Я взглянул на него — он был почти юноша.
«Вы еще слишком молоды, чтоб быть моралистом». Он засмеялся коротким смехом. «Со временем это пройдет», — ответил он мне.
Впоследствии он рассказал мне свою историю. Он сам был комическим актером в Мельбурне, — он был австралиец. Только для него третий акт имел иную развязку. Его жена, которую он любил, отнеслась к жизни серьезно и кончила самоубийством. Сделала такую глупость.
— Мужчины — животные, — заявила тут студентка, иной раз любившая употребить крепкое словцо.
— Я сама думала так в молодости, — сказала светская дама.
— А теперь не думаете, когда слышите подобную вещь? — спросила студентка.
— Без сомнения, в человеке много животного, — отвечала хозяйка. — Но… видите ли, много лет тому назад, когда я была еще очень молода, я высказала это самое мнение, то есть что мужчина — животное, одной старой леди, у которой жила в Брюсселе, где проводила зиму. Она была хорошей знакомой отца, одной из добрейших и милейших женщин в свете — можно сказать, близкой к совершенству, — хотя о ней как о знаменитой красавице времен королевы Виктории и ходило много рассказов.
Я лично никогда им не верила. Когда я впервые увидела Магтергорн в летний вечер, он мне напомнил ее доброе, бесстрастное, спокойное лицо, обрамленное серебряными волосами. Я сама не знаю, почему.
— Дорогая моя, — со смехом заметила старая дева, — ваша привычка украшать свою речь анекдотами придает ей сходство с синематографом.
— Я и сама замечаю это, — соглашалась светская дама. — Я стараюсь захватить слишком много.

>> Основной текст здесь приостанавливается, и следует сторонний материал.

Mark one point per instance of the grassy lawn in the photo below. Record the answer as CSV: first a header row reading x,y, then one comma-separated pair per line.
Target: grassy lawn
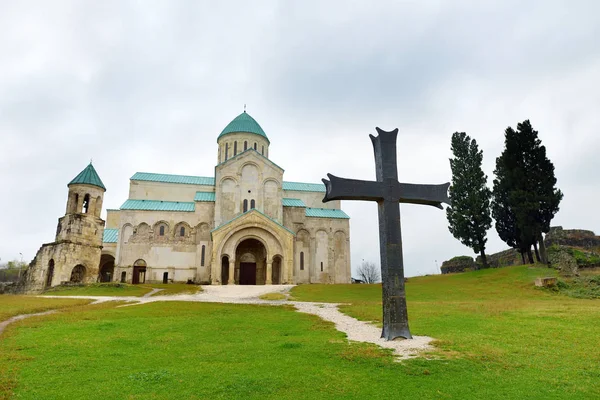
x,y
124,289
11,305
498,320
498,338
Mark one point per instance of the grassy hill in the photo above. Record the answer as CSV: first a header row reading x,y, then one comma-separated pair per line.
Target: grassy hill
x,y
498,337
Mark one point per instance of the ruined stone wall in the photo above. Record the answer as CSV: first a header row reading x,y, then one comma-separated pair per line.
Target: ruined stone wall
x,y
458,264
145,190
248,178
312,199
180,256
572,237
229,141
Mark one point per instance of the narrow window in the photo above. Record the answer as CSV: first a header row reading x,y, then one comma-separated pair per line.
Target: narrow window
x,y
86,203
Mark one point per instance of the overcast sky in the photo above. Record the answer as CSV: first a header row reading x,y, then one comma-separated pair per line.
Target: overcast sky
x,y
149,85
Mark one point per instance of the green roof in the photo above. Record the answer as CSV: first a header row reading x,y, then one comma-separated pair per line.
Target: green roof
x,y
110,236
292,203
243,123
246,151
166,178
249,211
326,213
88,176
157,205
304,187
204,196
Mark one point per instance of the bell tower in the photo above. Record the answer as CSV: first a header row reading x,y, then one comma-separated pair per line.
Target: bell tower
x,y
74,256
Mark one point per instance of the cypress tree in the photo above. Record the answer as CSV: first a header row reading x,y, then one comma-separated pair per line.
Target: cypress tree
x,y
469,216
525,198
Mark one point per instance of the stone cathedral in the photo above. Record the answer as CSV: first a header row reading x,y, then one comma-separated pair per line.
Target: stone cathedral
x,y
244,225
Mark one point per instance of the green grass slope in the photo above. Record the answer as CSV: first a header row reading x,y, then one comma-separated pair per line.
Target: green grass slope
x,y
498,338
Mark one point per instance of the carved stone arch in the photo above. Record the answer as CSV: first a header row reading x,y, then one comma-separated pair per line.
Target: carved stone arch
x,y
224,178
270,178
187,230
141,233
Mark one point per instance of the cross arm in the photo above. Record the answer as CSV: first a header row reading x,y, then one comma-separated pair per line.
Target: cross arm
x,y
351,189
431,195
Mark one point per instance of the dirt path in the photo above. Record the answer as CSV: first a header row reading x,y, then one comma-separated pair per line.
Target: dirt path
x,y
9,321
354,329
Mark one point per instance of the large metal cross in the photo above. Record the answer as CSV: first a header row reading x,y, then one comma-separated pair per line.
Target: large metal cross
x,y
388,192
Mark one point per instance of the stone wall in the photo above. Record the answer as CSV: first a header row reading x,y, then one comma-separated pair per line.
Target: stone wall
x,y
572,237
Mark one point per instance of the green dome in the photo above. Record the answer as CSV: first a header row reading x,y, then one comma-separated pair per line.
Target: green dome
x,y
88,176
244,123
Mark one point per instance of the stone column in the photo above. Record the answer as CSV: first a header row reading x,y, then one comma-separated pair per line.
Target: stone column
x,y
269,278
231,280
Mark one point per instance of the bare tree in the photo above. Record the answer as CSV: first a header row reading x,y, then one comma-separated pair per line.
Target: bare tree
x,y
368,272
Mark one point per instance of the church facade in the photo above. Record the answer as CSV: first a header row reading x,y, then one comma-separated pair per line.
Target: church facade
x,y
243,225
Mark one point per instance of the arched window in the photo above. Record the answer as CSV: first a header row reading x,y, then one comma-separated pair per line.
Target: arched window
x,y
86,203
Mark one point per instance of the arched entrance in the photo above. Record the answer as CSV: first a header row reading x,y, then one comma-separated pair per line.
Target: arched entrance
x,y
78,274
50,274
250,257
139,272
225,270
107,268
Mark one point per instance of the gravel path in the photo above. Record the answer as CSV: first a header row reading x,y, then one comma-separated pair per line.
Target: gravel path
x,y
355,330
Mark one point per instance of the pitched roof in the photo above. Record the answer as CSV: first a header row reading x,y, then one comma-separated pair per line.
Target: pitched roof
x,y
304,187
249,211
325,213
204,196
110,236
292,202
244,123
168,178
157,205
210,181
88,176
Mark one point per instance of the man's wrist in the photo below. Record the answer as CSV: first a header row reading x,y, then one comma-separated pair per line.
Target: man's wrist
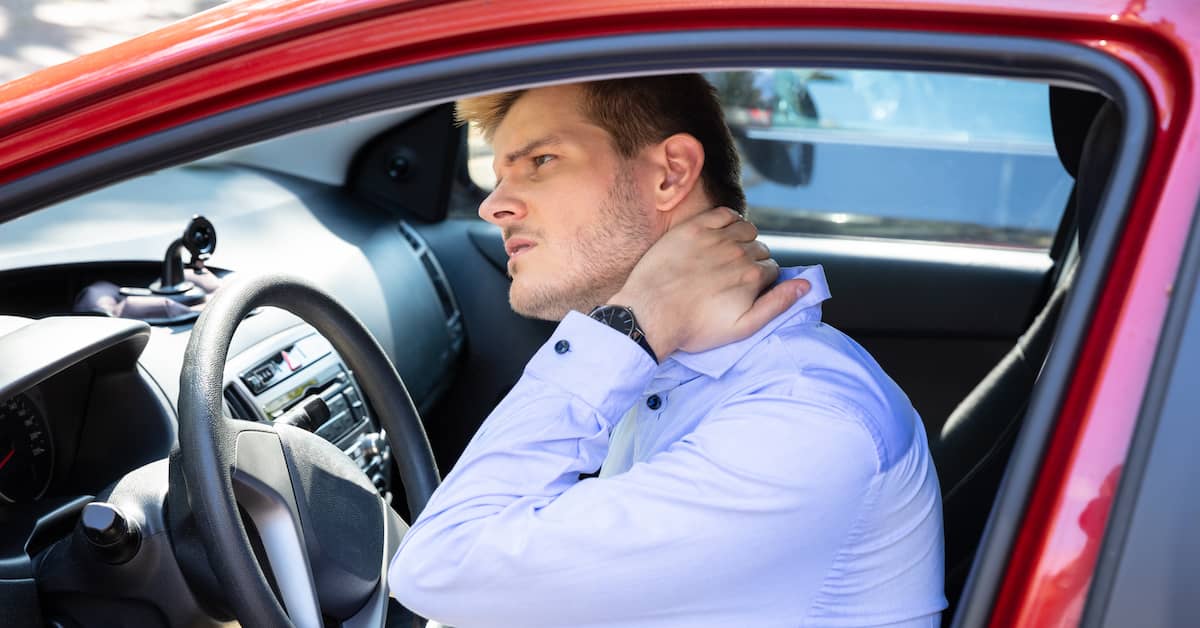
x,y
657,338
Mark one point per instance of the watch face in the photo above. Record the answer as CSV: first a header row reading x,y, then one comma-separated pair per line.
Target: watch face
x,y
617,317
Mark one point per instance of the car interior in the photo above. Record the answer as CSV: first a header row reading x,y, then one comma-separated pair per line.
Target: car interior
x,y
960,306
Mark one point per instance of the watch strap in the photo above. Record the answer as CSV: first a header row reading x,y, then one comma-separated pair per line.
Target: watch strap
x,y
636,334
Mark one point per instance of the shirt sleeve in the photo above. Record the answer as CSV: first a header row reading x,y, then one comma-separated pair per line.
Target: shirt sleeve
x,y
749,509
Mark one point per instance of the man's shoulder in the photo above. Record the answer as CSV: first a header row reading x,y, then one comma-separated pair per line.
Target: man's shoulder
x,y
822,370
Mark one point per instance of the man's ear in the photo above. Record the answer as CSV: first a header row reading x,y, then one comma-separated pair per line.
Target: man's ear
x,y
679,160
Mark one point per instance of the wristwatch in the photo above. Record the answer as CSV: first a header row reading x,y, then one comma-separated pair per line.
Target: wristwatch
x,y
621,317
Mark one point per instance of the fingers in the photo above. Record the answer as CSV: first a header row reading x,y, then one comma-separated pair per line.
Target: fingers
x,y
718,217
756,250
775,301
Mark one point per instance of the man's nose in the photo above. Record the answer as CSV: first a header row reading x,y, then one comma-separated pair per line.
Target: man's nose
x,y
502,207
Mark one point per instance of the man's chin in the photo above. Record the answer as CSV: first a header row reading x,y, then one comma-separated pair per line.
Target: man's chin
x,y
541,306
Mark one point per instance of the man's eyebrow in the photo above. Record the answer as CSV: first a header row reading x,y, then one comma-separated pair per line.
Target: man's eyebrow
x,y
531,147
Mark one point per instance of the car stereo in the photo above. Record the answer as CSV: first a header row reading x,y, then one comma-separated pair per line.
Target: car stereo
x,y
271,377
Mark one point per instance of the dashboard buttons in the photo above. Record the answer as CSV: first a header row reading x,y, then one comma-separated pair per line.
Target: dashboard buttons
x,y
109,533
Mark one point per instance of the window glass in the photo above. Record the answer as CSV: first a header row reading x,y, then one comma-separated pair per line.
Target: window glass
x,y
912,155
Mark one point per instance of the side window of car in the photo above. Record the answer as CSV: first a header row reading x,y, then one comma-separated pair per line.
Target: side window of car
x,y
885,154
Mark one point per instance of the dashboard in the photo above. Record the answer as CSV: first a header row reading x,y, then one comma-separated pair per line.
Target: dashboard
x,y
87,399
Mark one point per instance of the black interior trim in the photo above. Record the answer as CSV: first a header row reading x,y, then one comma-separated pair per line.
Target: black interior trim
x,y
1011,503
664,52
1145,432
652,53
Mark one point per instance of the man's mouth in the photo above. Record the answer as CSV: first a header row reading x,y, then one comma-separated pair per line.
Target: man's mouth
x,y
516,246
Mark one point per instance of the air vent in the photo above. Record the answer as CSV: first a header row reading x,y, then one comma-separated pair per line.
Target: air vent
x,y
414,240
239,407
438,277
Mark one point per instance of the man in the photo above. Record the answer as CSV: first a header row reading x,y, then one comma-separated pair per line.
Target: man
x,y
756,466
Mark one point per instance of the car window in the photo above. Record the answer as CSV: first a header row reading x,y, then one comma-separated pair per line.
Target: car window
x,y
883,154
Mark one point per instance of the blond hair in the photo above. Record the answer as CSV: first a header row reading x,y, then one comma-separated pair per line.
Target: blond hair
x,y
637,112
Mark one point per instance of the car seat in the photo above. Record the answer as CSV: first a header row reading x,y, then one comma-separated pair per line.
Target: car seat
x,y
972,449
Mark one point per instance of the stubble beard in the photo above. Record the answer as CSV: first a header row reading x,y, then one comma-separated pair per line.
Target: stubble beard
x,y
601,257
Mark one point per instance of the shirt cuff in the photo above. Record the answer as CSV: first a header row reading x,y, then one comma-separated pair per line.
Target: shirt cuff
x,y
595,363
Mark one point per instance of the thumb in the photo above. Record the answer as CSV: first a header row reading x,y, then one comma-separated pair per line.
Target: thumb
x,y
773,303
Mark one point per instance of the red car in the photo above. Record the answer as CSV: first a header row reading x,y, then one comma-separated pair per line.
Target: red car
x,y
1002,193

— Искусство хорошего рассказчика состоит в том, чтобы уметь избегать несущественного, — заметил философ. — У меня есть знакомая, ни разу, насколько я знаю, не добравшаяся до конца рассказа. Совершенно безразлично, например, как звали человека, сказавшего или сделавшего что-нибудь, — Брауном, или Джонсом, или Робинсоном, — но она будет мучиться, пытаясь припомнить: «Ах, боже мой, боже мой! — восклицает она бесконечное число раз. — Я так хорошо помнила его имя. Какая же я глупая!» Она расскажет вам, почему должна помнить его имя, как всегда помнила его до последней минуты. Она обращается с просьбой к половине присутствующих, прося помочь ей. Безнадежно пытаться вернуть ее к рассказу: ее умом всецело овладевает одна мысль. Наконец, после бесконечных мучений, она вспоминает, что его звали Томкинс, и приходит в восторг, но затем снова погружается в отчаяние, открыв для себя что забыла его адрес. Это заставляет ее настолько сконфузиться, что она отказывается от продолжения рассказа и, упрекая себя, уходит к себе в комнату. Чуть погодя она снова возвращается с пеной у рта и приносит номер улицы и дома. Но тем временем она уж забыла анекдот.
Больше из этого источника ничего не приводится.